One

Two weeks later, a stranger walked into Shotgun Alley. It was a roadhouse on a shabby stretch of two-lane at the base of the Oakland Hills. The bikers liked to roll in after riding the canyons and Grizzly Peak. You curled down out of the winding forest lanes onto a half mile of flat highway lined with not much but gum trees, then there it was: a long, low, flat-roofed building of splintery redwood. Always a row of Harleys in the sandy lot in front. A spotlit sign up top with a pair of crossed shotguns painted on it. Made it look as if the place was named in the spirit of the old West. In fact, it was named for a thirty-year-old shootout in the garbage-can alley out back. Two Mexican mobsters had been blasted to death there by a trio of Hell’s Angels. Before that, the roadhouse was just called Smiley’s.

Inside, Shotgun Alley was a broad, shadowy space so smoky and dark on a busy night you couldn’t see one end of it from the other. To the right as you came in, there was a small half-circle stage against the back wall for the bands that played on weekends and Wednesdays. A small half-circle dance floor lay beyond that. Then across the front of the long pine bar were the shellacked tables surrounded by slat-backed chairs. Finally, all the way to the left by the bathrooms, there was a place set aside for pinball and video games and pool.

It was a bar big enough to handle trouble, in other words. You could knock back beers all night in here and never meet another man’s eyes. Some guy could get beaten senseless with a pool cue over by the men’s room and the girl taking off her T-shirt onstage would just keep dancing the whole time, unaware in the swirling smoke. There were outlaw riders around most nights, but for the most part it wasn’t a war zone. The gangs would just push their chairs together, drape their leather jackets over the backs patch outward, and no one even thought about walking through the barrier. What fights there were were brought on by the usual bullshit—old scores, women, some college kid mouthing off.
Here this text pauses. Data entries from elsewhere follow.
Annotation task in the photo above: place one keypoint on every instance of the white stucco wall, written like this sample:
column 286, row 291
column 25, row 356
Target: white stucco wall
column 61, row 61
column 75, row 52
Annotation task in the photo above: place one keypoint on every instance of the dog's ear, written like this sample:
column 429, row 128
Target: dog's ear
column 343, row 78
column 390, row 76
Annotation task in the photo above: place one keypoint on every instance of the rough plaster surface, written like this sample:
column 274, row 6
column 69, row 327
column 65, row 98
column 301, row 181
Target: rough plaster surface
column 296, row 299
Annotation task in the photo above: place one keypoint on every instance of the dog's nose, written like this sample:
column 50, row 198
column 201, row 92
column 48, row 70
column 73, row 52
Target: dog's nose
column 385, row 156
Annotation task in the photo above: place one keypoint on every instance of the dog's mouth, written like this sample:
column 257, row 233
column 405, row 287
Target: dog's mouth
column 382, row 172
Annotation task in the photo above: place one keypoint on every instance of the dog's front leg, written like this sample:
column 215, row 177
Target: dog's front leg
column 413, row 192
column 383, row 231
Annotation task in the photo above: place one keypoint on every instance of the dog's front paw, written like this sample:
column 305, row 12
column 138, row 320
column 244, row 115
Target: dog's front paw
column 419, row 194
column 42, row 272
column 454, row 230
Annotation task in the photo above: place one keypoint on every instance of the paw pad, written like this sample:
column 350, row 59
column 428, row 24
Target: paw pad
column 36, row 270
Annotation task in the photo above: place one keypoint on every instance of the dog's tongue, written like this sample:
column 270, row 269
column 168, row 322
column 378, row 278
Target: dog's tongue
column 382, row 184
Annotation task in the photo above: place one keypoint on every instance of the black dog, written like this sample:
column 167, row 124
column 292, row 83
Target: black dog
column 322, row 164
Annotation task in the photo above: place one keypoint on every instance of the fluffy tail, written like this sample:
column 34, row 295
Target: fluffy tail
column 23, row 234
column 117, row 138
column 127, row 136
Four or five bouncers patrolled the perimeter day and night to take care of that sort of thing.

That said, there was one corner of the place that had a certain gnarly feel to it, an atmosphere, as if a killing were about to happen there, were always just on the brink of happening. It was the spot right beyond the far curve of the bar, along the wall past the pinball machines. It included maybe the last two or three barstools, a couple of tables, eight or nine chairs. A lot of the time these seats stood empty even when the rest of the place was packed. Other times Cobra sat there, and Mad Dog and Charlie and the rest and their old ladies. They weren’t a gang exactly; they had no patch of their own, no charter, they claimed no territory. But the bikers who were in gangs knew them, knew one or another of them at least, or had heard of some of them. They called them the Outriders, and they left them alone. Nobody went near them. Nobody went into that section of the roadhouse even when the tables were empty. No one even looked over there when they passed by to get to the bathrooms or the machines.

No one, that is, until this stranger came in.

It was early on a Wednesday evening, not sunset yet. There were drinkers at some of the tables, but a lot of the bikers were still out fucking around on the peak. A guitar-and-harmonica country band was rehearsing in fits and starts onstage. There’d be a burst of music from time to time, and then the players would lapse back into conversation. For the most part, Shotgun Alley was quiet.

Cobra was at his table in the corner with the blonde he called Honey. Shorty was there, too, with his girl Meryl, and Charlie with a broad he’d been banging off and on named Selene.

Anyone who cared could’ve heard the stranger’s Harley roar up outside. They could’ve heard it as its voice sank to a growl and quit. But no one cared.

A few seconds later, the stranger himself pushed through the door. He stood easy at the edge of the place and looked around.

He was a man with an air about him and a sense of himself: He was the hero of his own movie. By the looks of it right now, it was that western film where the gunfighter walks into the bar and the music stops and the cowpokes duck under the table because they know that trouble is coming. Trouble, it seemed, was what he was looking for as he paused there on the threshold.

Physically, he was on the short side. Broad-shouldered, muscular. Handsome in the classical way with clipped sandy hair over a round face of fine features. When he took off his aviator shades, he had pale, nearly colorless eyes. He was wearing jeans, a black T-shirt, and a leather jacket. He was wearing an ironical expression, too, as if something struck him as funny. Or maybe everything struck him as funny—or maybe it all just struck him as too stupid not to laugh.

After he’d been standing there a while, the bouncers glanced up at him from their stations at the bar or amid the tables. They were about to glance away, but they glanced again instead and took a longer study of him. They cursed to themselves and wished he hadn’t come in. They’d seen that western movie, too. Hell, everyone in the place had seen that movie.

The stranger went to the bar and quietly ordered a beer. Then he carried his drink over to Cobra’s table and sat down.